Я смогла отогнать прочь все подозрения о возможных планах Меллана отңосительно меня, храня в памяти только лучшие и светлые моменты, которые действительно были дороги. Я относилась к нему так, как если бы была уверена в его искренней любви когда-то, и каждый Самайн зажигала фонарик поминовения. Одхан не ревновал к этой памяти, за что я была искренне благодарна.
— Нет, милая, я не против. К ним ты наденешь еще вот это…
Большой футляр из чёрного бархата, а в нём… колье из таких же дисковых элементов, усыпанных крошечными бриллиантами, как и сами серьги.
Я с удивлением подняла глаза:
— Одхан?.. Это великолепно, я… у меня нет слов.
— Мы ведь так и не нашли того, кто изготовил твои серьги. Я долго искал ювелира, который готов был взяться хотя бы за похожий сложный дизайн.
В глазах цвета янтаря светилось счастье. Я привстала на цыпочки, и хозяйка ателье свадебных нарядов отвернулась, не желая быть свидетельницей откровенного поцелуя.

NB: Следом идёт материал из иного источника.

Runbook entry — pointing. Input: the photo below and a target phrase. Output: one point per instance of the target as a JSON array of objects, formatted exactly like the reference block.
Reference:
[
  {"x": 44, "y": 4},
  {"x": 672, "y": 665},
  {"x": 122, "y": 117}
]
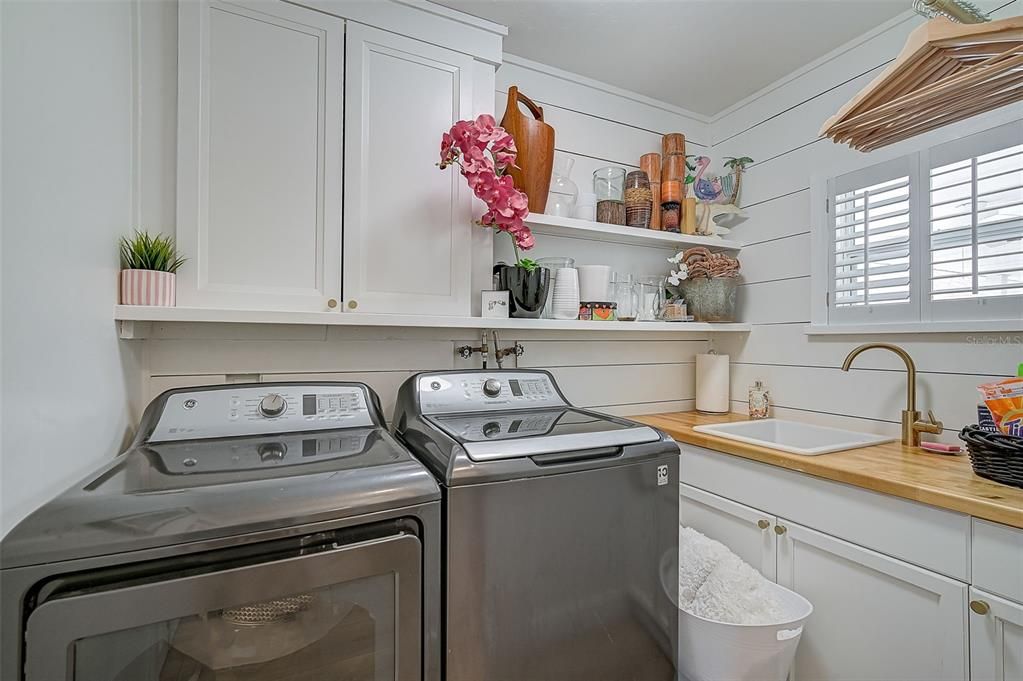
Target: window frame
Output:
[{"x": 921, "y": 311}]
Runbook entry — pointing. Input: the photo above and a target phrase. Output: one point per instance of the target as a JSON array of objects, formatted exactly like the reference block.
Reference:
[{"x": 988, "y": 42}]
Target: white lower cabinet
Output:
[
  {"x": 995, "y": 638},
  {"x": 875, "y": 618},
  {"x": 749, "y": 533}
]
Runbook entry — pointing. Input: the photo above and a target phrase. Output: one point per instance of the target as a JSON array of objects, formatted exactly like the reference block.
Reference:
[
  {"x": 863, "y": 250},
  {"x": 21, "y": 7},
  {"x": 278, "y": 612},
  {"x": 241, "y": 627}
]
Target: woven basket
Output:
[{"x": 993, "y": 455}]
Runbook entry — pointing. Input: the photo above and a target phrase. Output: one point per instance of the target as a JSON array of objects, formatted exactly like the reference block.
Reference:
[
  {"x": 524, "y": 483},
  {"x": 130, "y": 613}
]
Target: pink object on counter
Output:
[
  {"x": 147, "y": 287},
  {"x": 940, "y": 448}
]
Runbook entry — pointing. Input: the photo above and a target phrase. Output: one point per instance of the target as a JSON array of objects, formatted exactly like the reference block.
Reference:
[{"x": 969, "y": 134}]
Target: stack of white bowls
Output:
[{"x": 566, "y": 298}]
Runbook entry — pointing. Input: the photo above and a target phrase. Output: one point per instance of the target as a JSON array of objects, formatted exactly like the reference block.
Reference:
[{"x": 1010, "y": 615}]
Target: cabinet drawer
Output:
[
  {"x": 933, "y": 538},
  {"x": 997, "y": 559}
]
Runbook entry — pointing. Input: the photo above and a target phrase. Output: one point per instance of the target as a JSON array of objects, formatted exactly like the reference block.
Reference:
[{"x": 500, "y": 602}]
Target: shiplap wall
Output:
[
  {"x": 596, "y": 126},
  {"x": 618, "y": 372},
  {"x": 779, "y": 128}
]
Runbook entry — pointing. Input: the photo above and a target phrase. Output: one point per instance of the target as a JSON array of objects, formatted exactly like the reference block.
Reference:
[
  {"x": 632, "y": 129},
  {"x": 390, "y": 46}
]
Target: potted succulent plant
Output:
[
  {"x": 485, "y": 152},
  {"x": 148, "y": 264},
  {"x": 708, "y": 281}
]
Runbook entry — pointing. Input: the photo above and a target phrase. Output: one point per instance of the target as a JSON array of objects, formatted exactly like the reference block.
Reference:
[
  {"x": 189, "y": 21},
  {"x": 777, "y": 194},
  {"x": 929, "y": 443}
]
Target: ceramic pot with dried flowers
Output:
[
  {"x": 708, "y": 282},
  {"x": 148, "y": 265},
  {"x": 484, "y": 152}
]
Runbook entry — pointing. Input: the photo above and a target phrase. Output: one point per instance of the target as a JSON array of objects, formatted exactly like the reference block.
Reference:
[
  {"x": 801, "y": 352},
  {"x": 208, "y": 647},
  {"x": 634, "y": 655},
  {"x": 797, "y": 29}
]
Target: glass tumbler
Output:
[
  {"x": 625, "y": 293},
  {"x": 651, "y": 293}
]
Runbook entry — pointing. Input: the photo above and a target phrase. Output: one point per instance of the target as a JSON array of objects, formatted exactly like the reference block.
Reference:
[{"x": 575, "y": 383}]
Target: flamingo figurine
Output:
[{"x": 707, "y": 190}]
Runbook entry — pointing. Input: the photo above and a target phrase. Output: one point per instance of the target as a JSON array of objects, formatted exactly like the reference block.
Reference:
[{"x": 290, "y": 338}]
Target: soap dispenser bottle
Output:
[{"x": 759, "y": 401}]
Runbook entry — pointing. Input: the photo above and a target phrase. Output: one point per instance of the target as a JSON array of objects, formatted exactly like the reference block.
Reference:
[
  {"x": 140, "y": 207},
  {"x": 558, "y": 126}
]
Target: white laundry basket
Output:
[{"x": 711, "y": 650}]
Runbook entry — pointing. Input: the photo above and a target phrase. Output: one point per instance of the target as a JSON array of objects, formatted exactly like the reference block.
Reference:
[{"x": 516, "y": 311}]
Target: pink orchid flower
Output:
[{"x": 466, "y": 145}]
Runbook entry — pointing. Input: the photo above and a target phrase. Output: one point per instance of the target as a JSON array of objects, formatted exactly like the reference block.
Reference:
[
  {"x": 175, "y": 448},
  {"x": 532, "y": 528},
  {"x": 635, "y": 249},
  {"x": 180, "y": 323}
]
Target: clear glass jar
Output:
[{"x": 609, "y": 184}]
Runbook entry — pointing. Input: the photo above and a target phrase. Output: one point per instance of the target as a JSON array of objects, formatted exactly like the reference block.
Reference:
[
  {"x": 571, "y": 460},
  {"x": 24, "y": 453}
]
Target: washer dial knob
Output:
[
  {"x": 491, "y": 388},
  {"x": 272, "y": 405}
]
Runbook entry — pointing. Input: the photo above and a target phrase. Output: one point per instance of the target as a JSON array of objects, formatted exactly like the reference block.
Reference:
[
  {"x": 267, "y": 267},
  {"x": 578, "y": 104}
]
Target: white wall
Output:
[
  {"x": 779, "y": 128},
  {"x": 596, "y": 125},
  {"x": 67, "y": 197},
  {"x": 623, "y": 373}
]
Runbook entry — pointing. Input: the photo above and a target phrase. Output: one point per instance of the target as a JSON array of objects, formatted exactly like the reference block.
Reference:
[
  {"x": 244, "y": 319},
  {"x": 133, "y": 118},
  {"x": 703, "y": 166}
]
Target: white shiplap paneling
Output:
[{"x": 779, "y": 128}]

— Браслеты… — прошептал Одхан, едва оторвался от моих губ. — Хочешь, наплюём на протокол мероприятия, и снимем их прямо сейчас?
В самом деле… Те самые браслеты, которые оказались на моих запястьях почти десять лет назад, и от одного вида которых меня когда-то бросало в дрожь. Снять?..
— Нет. — Твёрдо произнесла я, и брови милорда Кенхельма удивлённо приподнялись «домиком». — Я в них чувствую себя… защищённой. Как твоя новая «Акура» с сигнализацией. Давай оставим их, Одхан.
— В смысле, я признан хорошим хозяином? — Он взял мои руки в свои и поднёс к губам, целуя мне пальцы один за другим.
— Самым лучшим.
Мы рассмеялись.
Свадьба была в прекрасном месте — на крошечном скалистом острове во фьорде Лох-Дуйх, в замке Эйлен-Донан, и неспроста: дo предыдущего Разделения Миров здесь жили предки милорда Маб-Кенхельма. Прим. авт: Замок Эйлен-Донан — одно из самых узнаваемых мест в Шотландии. Он «засветился» и в кино, и в рекламе, и в путеводителях. Первые упоминания о нём в летописях датированы веком так XIII, но автор опять пошалил и добавил три — четыре сотни лет. Увы, само здание много раз подвергалось разрушению и реставрации, так что представляет собой относительный «новодел».
Там состоялась еще одна встреча с Морни, а также знакомство с его супругой, миледи Эльдендааль, — той самой Кэйли, по поводу которой мой будущий муж когда-то так грустно вздыхал. Мы с Кэйли искренне улыбнулись друг другу, понимая, что нам точно нечего делить. Она каждые десять минут звонила некой Пантисилее и спрашивала, не разнёс ли Арт весь дом.
Да, я помню это редкое имя, имя супруги Владыки Тёмных эльфов.
— Забей! — Увещевал жену милорд Морни. — Пусть пацан оторвётся! Если уж замок дядюшки Эрика не разнесла младшая рыжая оторва, наш сын там уже погоды не сделает, поверь мне.
Одну шалость в духе дроу Мони всё-таки совершил — подарил Одхану то самое «сближающее» средство — хлыст для конкура, мастер-класс по работе с которым предлагал устроить в Архангельске.
— Не хочешь пользоваться сам? — С видом оскорблённой добродетели спросил милорд Эльдендааль у рассерженного Одхана. — Ну, может, Мирне пригодится. Кэйли, пойдём-ка на своё место, а то мне прилетит по шее.
Занимался рассвет над Эйлен-Донан. Лепестки поздних октябрьских роз устилали каменную террасу, на которой служитель Кореллона соединил наши руки, перевязывая белой атласной лентой.
Золотой солнечный луч упал на каменные плиты у наших ног.
— Я буду твоей на тысячи лет, Одхан Маб-Кенхельм.
Тысяч лет в запасе у эльфов больше нет, а свадебная клятва осталась, хоть слова её сейчас имеют другой смысл — «твоя навсегда».